It would have been prima facie obvious to one of ordinary skill in the art before the effective filing date of the claimed invention to have modified Fard to incorporate the teachings of He and Kale for the same reasons as pointed out for claim 21.

Claim 37 is rejected because it is just a system implementation of the same subject matter of claim 21 which can be found in Fard, He, and Kale. It is noted that the claim also recites computers with storage to perform operations which are also found in Fard (e.g., [p. 16, Section 5, pp. 20-21, Section 5.3]).

Claim 38/37 is rejected because it is just a system implementation of the same subject matter of claim 22/21 which can be found in Fard, He, and Kale.

Claim 40 is rejected because it is just a CRM implementation of the same subject matter of claim 21 which can be found in Fard, He, and Kale.
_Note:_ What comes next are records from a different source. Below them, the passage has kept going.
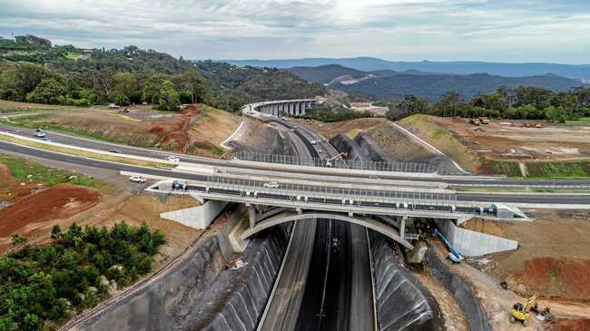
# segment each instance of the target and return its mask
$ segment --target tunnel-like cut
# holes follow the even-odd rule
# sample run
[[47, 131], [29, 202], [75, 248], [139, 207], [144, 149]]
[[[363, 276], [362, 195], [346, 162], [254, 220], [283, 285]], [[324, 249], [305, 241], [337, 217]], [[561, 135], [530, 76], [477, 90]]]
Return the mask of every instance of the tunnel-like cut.
[[281, 212], [278, 215], [269, 217], [264, 219], [259, 219], [256, 225], [250, 228], [241, 234], [241, 239], [245, 239], [259, 233], [264, 229], [274, 227], [279, 224], [291, 222], [295, 220], [309, 220], [309, 219], [335, 219], [349, 222], [352, 224], [360, 225], [362, 227], [375, 230], [390, 239], [398, 242], [402, 246], [411, 249], [413, 246], [405, 239], [399, 236], [399, 232], [392, 226], [383, 224], [378, 220], [362, 217], [362, 216], [349, 216], [340, 213], [327, 213], [318, 211], [304, 211], [297, 212]]

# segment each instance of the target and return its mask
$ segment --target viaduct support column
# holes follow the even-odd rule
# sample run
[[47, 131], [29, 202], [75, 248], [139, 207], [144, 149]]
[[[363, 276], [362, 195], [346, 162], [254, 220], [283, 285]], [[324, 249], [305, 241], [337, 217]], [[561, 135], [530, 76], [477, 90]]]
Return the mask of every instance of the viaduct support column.
[[406, 220], [408, 219], [408, 216], [402, 216], [401, 219], [399, 220], [399, 237], [403, 239], [405, 239], [404, 236], [406, 236]]
[[250, 216], [250, 229], [252, 229], [256, 225], [256, 209], [249, 203], [246, 206], [248, 206], [248, 214]]

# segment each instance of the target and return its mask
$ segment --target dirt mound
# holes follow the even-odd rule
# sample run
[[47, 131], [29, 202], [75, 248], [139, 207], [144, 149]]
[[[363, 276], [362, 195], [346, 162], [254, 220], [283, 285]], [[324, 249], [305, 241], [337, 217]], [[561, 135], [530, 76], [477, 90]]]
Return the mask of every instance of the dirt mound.
[[191, 142], [191, 122], [201, 112], [201, 106], [187, 107], [182, 111], [181, 117], [153, 124], [149, 132], [160, 137], [162, 147], [167, 147], [176, 152], [184, 152]]
[[0, 237], [9, 237], [31, 223], [72, 217], [96, 205], [100, 199], [98, 191], [70, 184], [29, 194], [0, 210]]
[[590, 259], [538, 258], [524, 262], [509, 276], [513, 287], [524, 297], [590, 301]]
[[586, 331], [590, 330], [590, 319], [559, 319], [554, 320], [549, 327], [551, 331]]

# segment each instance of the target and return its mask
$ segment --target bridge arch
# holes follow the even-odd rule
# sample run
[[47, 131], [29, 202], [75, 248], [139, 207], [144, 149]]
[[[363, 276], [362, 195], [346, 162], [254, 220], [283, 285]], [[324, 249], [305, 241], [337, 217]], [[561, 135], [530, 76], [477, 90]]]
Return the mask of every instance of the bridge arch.
[[313, 219], [336, 219], [344, 222], [349, 222], [352, 224], [360, 225], [362, 227], [375, 230], [392, 240], [395, 240], [408, 248], [412, 248], [413, 246], [408, 242], [405, 239], [402, 239], [399, 236], [399, 232], [395, 229], [392, 226], [383, 224], [375, 219], [362, 217], [362, 216], [349, 216], [340, 213], [328, 213], [328, 212], [318, 212], [318, 211], [306, 211], [302, 213], [296, 212], [282, 212], [280, 214], [270, 217], [268, 219], [260, 220], [256, 223], [253, 228], [247, 229], [242, 232], [241, 239], [246, 239], [256, 233], [259, 233], [262, 230], [265, 230], [269, 228], [272, 228], [276, 225], [291, 222], [294, 220], [308, 220]]

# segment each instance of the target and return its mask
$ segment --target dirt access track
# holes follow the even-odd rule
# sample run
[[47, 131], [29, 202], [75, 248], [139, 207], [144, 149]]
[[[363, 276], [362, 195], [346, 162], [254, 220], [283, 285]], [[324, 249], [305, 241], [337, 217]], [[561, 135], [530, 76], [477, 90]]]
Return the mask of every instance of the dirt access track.
[[[570, 161], [590, 159], [590, 125], [551, 124], [544, 121], [490, 121], [428, 116], [451, 131], [469, 150], [490, 159]], [[540, 128], [526, 127], [540, 124]]]

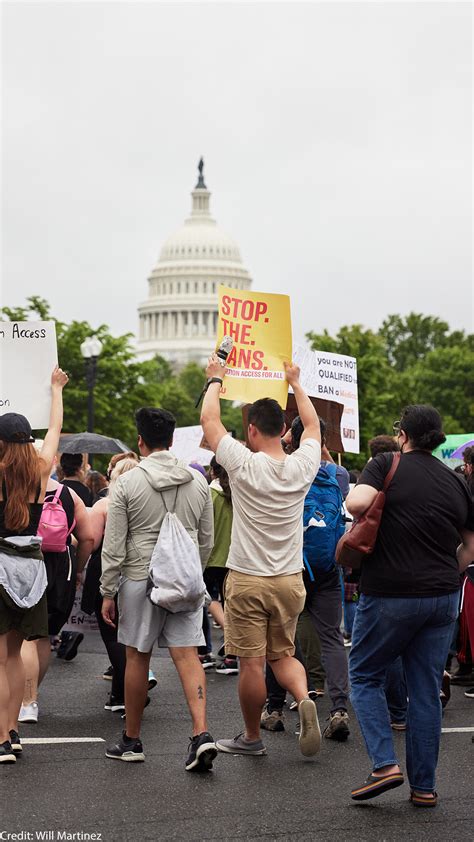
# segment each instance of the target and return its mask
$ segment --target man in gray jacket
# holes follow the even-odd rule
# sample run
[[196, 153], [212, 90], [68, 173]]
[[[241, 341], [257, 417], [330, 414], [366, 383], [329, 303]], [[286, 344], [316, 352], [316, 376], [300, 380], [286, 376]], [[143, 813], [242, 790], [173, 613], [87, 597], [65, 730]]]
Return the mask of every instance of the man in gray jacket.
[[197, 654], [204, 643], [202, 608], [172, 614], [147, 597], [150, 559], [167, 511], [176, 512], [199, 549], [203, 567], [213, 547], [213, 508], [206, 479], [180, 462], [169, 448], [175, 419], [164, 409], [136, 413], [138, 447], [144, 459], [123, 474], [110, 498], [102, 549], [102, 615], [115, 625], [118, 592], [118, 640], [127, 647], [125, 671], [126, 731], [106, 756], [145, 759], [140, 725], [155, 641], [167, 647], [178, 671], [193, 721], [188, 771], [212, 767], [217, 754], [206, 724], [206, 681]]

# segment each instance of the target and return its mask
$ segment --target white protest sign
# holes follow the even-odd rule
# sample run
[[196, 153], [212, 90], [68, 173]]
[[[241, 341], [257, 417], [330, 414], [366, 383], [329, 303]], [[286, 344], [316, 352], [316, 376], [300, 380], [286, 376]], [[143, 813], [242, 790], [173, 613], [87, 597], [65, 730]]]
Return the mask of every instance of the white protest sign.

It is noted that the claim also recites computers with storage to perform operations which are also found in Fard (e.g., [p. 16, Section 5, pp. 20-21, Section 5.3]).

Claims 23-30, and 39 are rejected under 35 U.S.C. 103 as being unpatentable over Fard, in view of He, in further view of Kale, and in further view of Kanade et al (“Sleeping Experts and Bandits with Stochastic Action Availability and Adversarial Rewards”, Proceedings of the 12th International Conference on Artificial Intelligence and Statistics (AISTATS) 2009, pp. 272-279), hereinafter referred to as Kanade.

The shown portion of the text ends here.